FIS picks up four-year outsourcing deal at Sainsbury’s
Bank has named FIS as its technology partner to provide a technology platform in a fully-hosted outsourcing deal that will run for the next four years.
The news comes on the back of the supermarket giant announcing that it intends to buy out the 50% stake Lloyds Banking Group holds in Sainsbury’s Bank for £248 million and expand its offerings, targeting existing retail customers and “leveraging Nectar [loyalty card] data to drive sales uplifts in both financial services and the core supermarket business”.
Currently, some 5% of Sainsbury’s customers also have a financial product with the bank and it sees “significant opportunity to increase this number having taken full ownership”. After taking out a bank product, Sainsbury’s shoppers become more loyal, spending more in-store, it reports.
Over a 42 month period, Sainsbury’s Bank will migrate support and back office services away from Lloyds Banking Group. Call centre services will be provided in-house by the bank and banking platforms will be delivered by FIS.
The transition will involve the transfer of data from legacy Lloyds Banking Group systems to a range of FIS platforms, intended to “allow a greater degree of flexibility, enabling new product launches and facilitating a much improved digital offer to customers”.

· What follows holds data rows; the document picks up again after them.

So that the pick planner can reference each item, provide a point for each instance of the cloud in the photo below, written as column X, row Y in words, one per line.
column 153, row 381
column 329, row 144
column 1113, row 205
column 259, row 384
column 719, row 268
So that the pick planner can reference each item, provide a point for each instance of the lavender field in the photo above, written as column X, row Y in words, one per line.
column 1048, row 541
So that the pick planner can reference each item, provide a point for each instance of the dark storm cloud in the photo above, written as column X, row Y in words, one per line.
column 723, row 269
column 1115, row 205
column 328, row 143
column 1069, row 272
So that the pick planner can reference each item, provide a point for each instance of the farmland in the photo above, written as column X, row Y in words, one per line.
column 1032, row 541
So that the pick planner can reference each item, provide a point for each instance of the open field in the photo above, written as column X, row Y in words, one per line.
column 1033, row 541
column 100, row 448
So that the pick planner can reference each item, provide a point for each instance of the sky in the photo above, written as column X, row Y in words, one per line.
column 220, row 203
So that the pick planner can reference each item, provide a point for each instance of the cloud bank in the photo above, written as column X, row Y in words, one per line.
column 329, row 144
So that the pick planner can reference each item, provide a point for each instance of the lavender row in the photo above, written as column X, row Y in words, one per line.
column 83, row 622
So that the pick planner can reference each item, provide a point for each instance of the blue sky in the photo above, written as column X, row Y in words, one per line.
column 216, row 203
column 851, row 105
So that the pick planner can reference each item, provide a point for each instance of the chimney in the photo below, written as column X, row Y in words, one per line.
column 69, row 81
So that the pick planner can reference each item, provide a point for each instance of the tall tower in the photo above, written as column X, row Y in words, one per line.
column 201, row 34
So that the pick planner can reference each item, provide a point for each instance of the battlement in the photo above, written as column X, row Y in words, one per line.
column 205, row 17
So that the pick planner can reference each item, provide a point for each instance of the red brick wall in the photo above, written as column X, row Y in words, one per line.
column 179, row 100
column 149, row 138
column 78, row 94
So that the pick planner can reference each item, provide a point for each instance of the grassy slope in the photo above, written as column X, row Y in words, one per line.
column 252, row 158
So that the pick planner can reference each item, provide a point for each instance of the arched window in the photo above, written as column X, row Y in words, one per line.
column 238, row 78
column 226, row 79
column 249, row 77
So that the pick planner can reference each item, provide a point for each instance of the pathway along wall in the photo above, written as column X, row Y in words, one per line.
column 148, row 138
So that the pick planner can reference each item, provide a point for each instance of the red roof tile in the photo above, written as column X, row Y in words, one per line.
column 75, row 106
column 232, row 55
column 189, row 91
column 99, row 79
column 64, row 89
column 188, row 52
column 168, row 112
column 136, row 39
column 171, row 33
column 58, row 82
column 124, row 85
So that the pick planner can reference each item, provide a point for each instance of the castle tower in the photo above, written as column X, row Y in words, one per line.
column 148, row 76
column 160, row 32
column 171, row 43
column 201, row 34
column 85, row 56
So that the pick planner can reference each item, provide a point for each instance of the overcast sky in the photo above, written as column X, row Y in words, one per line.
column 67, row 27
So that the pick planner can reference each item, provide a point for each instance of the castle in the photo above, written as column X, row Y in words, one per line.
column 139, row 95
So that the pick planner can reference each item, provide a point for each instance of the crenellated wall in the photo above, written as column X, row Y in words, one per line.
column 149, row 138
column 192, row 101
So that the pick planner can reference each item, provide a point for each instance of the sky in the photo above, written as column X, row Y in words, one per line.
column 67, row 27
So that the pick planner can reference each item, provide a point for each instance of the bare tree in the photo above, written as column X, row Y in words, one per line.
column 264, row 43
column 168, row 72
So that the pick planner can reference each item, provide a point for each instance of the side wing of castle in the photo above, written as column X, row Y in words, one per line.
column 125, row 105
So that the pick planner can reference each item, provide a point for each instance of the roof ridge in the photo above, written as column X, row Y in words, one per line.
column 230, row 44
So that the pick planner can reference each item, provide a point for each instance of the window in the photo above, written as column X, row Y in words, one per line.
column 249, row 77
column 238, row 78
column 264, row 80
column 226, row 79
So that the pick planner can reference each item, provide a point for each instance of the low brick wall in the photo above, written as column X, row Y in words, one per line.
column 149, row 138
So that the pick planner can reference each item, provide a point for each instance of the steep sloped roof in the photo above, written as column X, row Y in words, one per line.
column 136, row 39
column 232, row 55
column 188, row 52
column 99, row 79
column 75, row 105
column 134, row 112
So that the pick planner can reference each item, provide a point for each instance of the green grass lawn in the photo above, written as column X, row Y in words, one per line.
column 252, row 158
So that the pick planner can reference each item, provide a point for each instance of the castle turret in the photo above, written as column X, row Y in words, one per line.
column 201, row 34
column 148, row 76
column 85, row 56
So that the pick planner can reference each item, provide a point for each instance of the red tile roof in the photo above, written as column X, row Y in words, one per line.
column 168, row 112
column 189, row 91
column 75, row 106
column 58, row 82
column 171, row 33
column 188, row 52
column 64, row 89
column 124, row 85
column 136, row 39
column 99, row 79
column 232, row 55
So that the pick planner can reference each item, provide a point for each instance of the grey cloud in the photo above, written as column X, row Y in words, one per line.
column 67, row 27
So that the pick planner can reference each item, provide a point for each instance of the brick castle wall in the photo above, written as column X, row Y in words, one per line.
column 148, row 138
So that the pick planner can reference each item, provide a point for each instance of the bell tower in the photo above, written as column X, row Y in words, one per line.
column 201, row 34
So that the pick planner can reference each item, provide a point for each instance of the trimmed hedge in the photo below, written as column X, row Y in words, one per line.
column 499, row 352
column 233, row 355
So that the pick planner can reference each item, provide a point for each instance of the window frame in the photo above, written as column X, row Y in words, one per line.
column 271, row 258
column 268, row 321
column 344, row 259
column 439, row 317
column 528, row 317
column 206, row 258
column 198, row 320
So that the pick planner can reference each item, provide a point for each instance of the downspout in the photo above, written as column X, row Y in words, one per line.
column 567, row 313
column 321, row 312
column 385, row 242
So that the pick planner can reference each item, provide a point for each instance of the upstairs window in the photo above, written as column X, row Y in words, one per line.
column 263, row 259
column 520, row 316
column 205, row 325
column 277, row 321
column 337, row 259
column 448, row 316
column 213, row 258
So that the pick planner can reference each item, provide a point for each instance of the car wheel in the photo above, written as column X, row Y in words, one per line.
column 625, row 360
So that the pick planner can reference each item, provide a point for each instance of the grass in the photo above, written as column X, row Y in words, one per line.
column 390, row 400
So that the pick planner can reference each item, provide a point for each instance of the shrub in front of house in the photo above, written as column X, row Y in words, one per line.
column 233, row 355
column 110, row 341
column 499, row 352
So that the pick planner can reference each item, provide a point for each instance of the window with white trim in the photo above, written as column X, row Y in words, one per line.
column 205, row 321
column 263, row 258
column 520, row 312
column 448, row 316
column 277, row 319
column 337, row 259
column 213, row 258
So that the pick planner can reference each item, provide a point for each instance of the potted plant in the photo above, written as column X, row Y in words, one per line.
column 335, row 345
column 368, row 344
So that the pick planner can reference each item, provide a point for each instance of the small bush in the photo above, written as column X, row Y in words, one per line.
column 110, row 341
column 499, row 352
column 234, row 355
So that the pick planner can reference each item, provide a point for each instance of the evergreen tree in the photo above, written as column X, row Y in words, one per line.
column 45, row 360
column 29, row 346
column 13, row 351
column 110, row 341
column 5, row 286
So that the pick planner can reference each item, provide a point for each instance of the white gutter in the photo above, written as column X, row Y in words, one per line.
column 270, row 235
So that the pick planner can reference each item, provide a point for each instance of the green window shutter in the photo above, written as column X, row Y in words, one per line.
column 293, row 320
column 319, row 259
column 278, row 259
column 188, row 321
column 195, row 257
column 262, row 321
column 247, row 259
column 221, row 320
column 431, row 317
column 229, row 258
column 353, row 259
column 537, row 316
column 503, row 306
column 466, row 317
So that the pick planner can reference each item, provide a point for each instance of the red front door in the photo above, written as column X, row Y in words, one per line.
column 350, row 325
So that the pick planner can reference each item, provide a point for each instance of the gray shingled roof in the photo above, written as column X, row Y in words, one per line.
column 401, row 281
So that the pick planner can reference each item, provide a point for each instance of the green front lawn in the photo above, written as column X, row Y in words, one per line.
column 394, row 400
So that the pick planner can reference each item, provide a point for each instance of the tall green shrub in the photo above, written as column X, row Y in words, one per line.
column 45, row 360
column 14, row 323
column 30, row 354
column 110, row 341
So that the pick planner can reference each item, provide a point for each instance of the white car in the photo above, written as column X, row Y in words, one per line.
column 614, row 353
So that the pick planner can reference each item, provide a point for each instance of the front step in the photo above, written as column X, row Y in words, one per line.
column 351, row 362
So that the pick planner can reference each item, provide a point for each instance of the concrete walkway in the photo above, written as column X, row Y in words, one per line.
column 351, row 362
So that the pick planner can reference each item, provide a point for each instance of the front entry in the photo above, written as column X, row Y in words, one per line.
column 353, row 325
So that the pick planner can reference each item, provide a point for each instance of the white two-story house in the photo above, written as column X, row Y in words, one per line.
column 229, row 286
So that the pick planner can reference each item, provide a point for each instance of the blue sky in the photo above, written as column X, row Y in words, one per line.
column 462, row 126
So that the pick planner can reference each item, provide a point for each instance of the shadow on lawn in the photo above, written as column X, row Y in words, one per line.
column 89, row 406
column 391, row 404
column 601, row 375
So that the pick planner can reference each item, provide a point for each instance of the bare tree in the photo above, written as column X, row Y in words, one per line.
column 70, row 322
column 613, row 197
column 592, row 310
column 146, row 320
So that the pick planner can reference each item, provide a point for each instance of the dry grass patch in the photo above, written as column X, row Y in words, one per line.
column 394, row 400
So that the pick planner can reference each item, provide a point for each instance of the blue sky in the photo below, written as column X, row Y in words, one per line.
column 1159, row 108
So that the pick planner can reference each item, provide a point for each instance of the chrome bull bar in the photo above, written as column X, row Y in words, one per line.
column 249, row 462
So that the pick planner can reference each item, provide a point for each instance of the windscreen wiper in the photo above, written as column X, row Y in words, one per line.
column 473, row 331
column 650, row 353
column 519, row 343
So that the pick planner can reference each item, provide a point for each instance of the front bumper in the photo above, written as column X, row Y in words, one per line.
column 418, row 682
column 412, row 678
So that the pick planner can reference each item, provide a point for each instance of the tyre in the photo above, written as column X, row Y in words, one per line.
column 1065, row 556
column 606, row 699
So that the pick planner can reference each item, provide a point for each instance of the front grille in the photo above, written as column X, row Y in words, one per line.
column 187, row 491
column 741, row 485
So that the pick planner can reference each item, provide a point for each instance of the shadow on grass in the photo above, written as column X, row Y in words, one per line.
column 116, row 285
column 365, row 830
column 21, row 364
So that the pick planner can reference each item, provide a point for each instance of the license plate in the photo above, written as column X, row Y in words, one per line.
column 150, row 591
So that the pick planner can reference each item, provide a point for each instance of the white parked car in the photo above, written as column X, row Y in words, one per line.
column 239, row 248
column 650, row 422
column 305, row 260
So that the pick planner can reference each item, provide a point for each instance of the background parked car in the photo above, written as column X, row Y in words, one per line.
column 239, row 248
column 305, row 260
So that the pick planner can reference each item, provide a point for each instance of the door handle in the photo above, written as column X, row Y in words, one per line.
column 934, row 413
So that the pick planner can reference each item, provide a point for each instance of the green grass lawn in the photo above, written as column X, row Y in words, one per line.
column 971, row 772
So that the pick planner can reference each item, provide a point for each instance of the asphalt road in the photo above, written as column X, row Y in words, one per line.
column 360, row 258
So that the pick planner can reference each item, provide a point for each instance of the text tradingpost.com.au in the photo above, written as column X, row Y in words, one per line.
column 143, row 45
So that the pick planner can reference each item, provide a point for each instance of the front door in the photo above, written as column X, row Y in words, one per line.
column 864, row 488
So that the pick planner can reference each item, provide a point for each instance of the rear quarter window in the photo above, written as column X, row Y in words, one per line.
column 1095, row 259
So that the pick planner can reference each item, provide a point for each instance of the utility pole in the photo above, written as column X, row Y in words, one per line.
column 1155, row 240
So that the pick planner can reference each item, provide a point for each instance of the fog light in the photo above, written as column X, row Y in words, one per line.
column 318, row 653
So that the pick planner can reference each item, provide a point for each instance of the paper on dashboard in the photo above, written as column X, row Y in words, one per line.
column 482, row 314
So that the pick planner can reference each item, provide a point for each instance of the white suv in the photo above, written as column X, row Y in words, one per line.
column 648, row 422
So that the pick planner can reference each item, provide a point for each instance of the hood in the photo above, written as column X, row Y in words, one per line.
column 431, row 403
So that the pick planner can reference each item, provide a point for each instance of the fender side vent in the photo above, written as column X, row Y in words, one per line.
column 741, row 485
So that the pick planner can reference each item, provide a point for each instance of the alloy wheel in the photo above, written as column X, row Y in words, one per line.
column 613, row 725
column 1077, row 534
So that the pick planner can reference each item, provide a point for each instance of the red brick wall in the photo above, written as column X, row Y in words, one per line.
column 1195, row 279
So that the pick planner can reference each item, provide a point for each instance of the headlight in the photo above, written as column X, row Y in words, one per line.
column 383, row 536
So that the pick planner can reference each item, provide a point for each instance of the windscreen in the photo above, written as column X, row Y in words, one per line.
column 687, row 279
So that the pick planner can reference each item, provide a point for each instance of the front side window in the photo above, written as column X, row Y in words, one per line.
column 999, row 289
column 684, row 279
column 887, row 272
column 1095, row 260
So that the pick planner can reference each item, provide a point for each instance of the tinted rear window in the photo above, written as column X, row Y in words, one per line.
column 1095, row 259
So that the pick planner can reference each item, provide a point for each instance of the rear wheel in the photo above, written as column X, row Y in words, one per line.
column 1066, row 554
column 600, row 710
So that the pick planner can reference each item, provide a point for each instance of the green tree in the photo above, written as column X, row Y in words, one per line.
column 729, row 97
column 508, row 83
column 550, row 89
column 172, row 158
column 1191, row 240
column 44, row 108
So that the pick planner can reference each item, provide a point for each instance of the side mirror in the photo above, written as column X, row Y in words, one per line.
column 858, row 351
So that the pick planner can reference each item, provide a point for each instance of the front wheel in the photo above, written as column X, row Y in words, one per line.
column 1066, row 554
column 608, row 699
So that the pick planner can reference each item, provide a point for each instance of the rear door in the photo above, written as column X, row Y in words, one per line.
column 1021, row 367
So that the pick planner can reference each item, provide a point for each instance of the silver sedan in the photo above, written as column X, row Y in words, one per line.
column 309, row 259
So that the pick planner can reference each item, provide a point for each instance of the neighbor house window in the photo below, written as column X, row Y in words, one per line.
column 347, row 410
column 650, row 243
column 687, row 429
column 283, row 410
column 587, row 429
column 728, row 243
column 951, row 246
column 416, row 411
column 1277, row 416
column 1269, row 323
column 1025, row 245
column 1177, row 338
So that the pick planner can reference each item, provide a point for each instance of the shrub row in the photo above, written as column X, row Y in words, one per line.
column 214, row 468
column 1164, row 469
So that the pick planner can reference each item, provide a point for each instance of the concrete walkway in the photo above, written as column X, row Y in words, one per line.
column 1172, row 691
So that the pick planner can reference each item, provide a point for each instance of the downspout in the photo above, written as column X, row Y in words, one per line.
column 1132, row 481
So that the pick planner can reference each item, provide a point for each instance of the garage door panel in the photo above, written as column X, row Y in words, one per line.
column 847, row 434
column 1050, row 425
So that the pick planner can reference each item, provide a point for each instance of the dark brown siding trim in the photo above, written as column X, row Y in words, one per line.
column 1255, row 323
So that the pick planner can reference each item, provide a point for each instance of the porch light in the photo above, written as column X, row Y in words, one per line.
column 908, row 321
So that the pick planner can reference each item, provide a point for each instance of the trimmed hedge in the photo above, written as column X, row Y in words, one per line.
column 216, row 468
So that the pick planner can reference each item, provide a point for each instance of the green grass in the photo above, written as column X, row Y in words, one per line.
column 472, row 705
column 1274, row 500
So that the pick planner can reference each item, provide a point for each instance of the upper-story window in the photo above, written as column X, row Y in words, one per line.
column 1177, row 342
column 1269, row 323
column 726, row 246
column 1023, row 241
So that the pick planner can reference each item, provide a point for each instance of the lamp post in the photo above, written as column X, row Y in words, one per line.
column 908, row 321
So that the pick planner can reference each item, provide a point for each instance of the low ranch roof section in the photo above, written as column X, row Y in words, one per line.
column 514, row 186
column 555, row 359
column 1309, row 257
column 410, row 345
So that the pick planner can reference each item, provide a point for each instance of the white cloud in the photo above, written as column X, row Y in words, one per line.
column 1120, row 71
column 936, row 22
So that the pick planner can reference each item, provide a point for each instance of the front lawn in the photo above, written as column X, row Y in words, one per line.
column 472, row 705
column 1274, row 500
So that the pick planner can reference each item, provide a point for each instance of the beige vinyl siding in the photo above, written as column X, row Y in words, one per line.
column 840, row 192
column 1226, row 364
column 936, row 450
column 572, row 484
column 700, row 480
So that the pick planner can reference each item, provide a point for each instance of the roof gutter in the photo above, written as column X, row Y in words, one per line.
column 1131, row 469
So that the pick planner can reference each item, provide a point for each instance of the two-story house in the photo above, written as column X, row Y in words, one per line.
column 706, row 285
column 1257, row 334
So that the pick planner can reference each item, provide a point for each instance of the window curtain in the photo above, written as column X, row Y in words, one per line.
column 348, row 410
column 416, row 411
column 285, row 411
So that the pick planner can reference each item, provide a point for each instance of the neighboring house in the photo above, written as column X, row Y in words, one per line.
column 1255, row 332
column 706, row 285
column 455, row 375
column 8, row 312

FIS will be providing its Profile core banking platform, B2K credit card processor, Fraud Navigator and TouchPoint suite of customer and channel management products. All will be operated on a fully hosted basis using FIS UK facilities. The integrated solutions will support the bank’s deposit, savings, loan and credit cards accounts, and deliver seamless channel integration to enable customers to access their accounts through telephone, internet and mobile devices.
Mark Davey, EVP, International, FIS, said; “we have spent the past year scoping it out, working jointly under non-disclosure”. Although
there is a 42-month transition window, there are a number of milestones that have been set, and the first deliverables will be “much sooner”
FIS specialises in hosted core banking solutions, and claims relationships with 40 of the world’s top 50 banks.
“In the US, the standard model is outsourcing,” said Davey. “Banks there don’t compete on undifferentiated services. In Europe, and particularly the UK, since the 1960s banks have been building their own systems – serving a market of one. We’ve been preaching that for every bank to have its own infrastructure is pointless.”
Davey declined to comment on the value of the contract.
Peter Griffiths, chief executive of Sainsbury’s Bank said “Introducing our new technology partner is a major step forward in our evolution as we become a wholly owned bank. We are delighted to be working with FIS. We are very pleased with their domain expertise and the extensive functionality delivered by their banking and payments solutions.”
Griffiths joined Sainsbury’s Bank at the end of last year after a 10-year stint as chief executive of the Principality Building Society. He was also chairman of the Building Societies Association from 2011-12, in which role he was an advocate of the mutual structure most societies operate under.